US SEC mulls plans to safeguard naked market access

January 12, 2010

By Rachelle Younglai

WASHINGTON, Jan 12 (Reuters) – U.S. securities regulators are mulling a proposal that would require more supervision of unlicensed traders who gain unfettered access to public markets, two people familiar with the plan said on Tuesday.

Regulators are considering a proposal that would require brokerages that rent out their access to the markets to have rules in place to protect the markets against potential mishaps from unlicensed traders, the two people said.

The practice known as “naked” access or “sponsored” access, is when brokerages that have been approved to trade on an exchange rent their access to traders who are then able to shave milliseconds from the time it takes to access the markets.

It has some lawmakers and U.S. Securities and Exchange Commission officials concerned. SEC Chairman Mary Schapiro has likened it to “giving your car keys to a friend who doesn’t have a license and letting him drive unaccompanied.”

The SEC meets on Wednesday to decide on a plan to increase oversight of naked access and figure out whether new rules are needed to curb recent market developments like high-frequency trading.

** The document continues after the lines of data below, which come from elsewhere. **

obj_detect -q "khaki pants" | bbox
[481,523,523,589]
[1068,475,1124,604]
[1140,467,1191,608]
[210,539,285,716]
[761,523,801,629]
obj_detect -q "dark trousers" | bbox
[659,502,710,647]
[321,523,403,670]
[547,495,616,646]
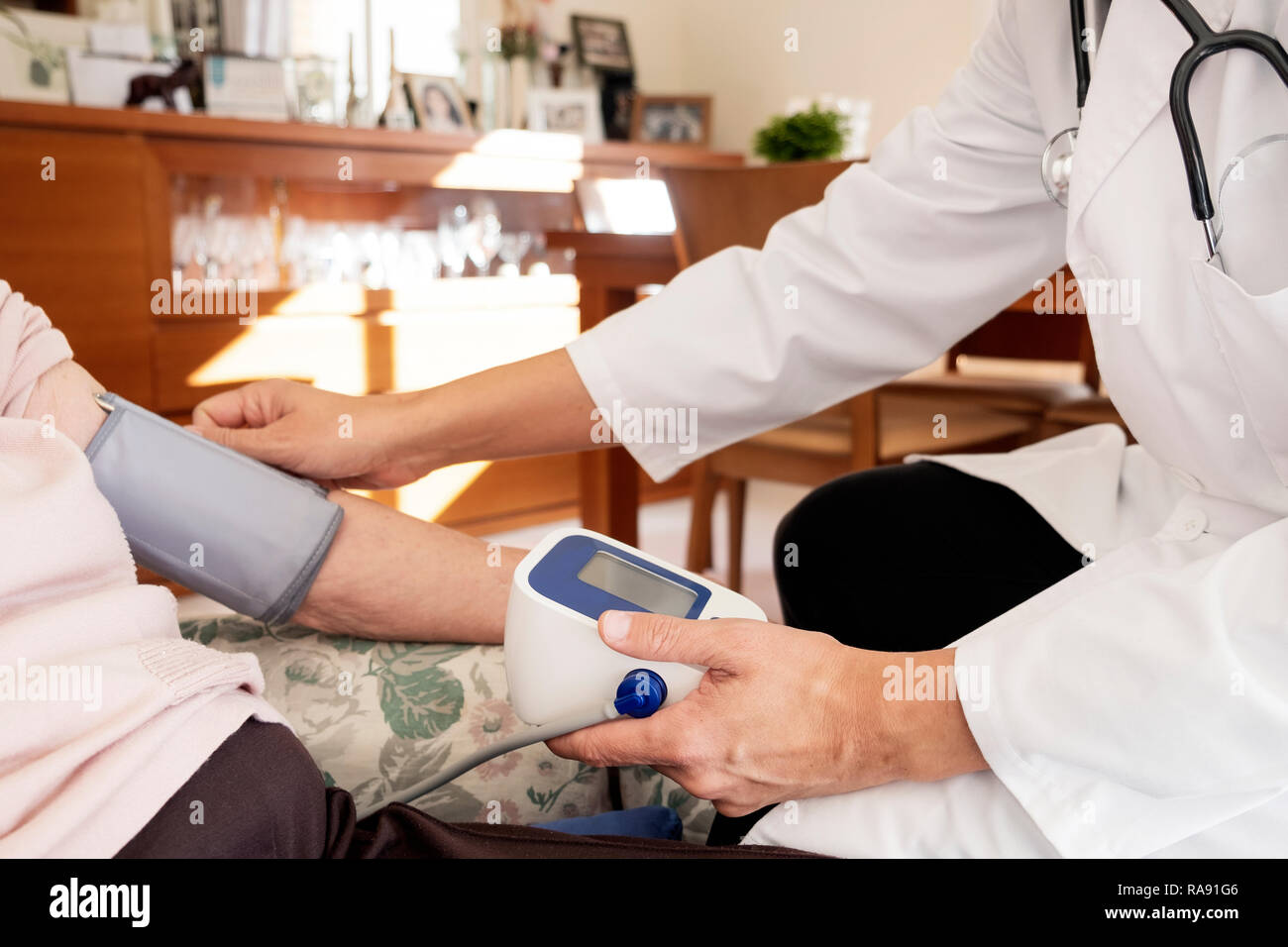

Naked access is now monitored by a patchwork of rules maintained by the exchanges, brokers, and trading firms.

The proposal would require broker dealers to implement financial risk controls and supervisory controls, said the sources. The sources requested anonymity because the proposal is in flux and has not been made public.

The broker dealers will have to have rules in place to make sure that traders, for example, do not place an erroneous order that could wreak havoc on the exchange, said the sources.

They would also have procedures to ensure that unlicensed traders comply with credit and capital thresholds, one of the sources said. For example, a trader would not be able to make a certain trade unless that trader had enough capital in the bank to execute the trade.